Each trial was classified as high risk or unclear or low risk after rigorous analysis. The result will finally be displayed graphically.
Data synthesis
Stata 12.0 (StataCorp LLC, College Station, USA) will be executed to pool and analyze the extracted data. Our primary outcome is the incidence of delirium, which can be determined in advance as dichotomous data, so when processing this data, the relative risk (RR) (or odds ratio (OR) if deemed appropriate) and a 95% confidence interval (CI) will represent the measure of effect size.
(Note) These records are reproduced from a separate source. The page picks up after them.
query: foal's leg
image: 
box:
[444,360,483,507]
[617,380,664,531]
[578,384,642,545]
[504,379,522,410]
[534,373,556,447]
But for other outcomes, effect size will be presented by specific data types, for continuous data, we will take the mean difference (MD) (or standardized mean difference (SMD) in case of different evaluation scale) with 95% confidence intervals [20]. Based on the random effects model, we use the I-squared statistics to quantify the significant heterogeneity. The heterogeneity will be identified considerable if I2 is more than 50% [21], and the effect model remains unchanged. Otherwise, we will consider replacing it with a fixed effects model. In addition, we will conduct sensitivity analysis and subgroup analysis to confirm the robustness of the results and attempt to find the sources of heterogeneity. Literature that can explain the significantly heterogeneity will be eliminated and narrated separately. Subgroup analysis will be carried out considering participants (gender, region, surgery), types of anesthesia (general anesthesia, spinal anesthesia or others), interventions (intervention methods (non-invasive or invasive), intervention timing), outcome (delirium assessment tool, assessment time). Meta-regression with multiple covariates will be performed, if possible. Moreover, we will conduct the trial sequential analysis (TSA) to minimize false positive results due to sparse sample size and random errors [22]. Publication bias will be assessed by funnel plots and Egger’s test (p-value > 0.5 means no significant asymmetry), if sufficient data are available. The strength of the evidence will be assessed in accordance with the Grading of Recommendations, Assessment, Development, and Evaluation (GRADE) guidelines [23], and the level of judgment is targeted is on the summary of the evidence.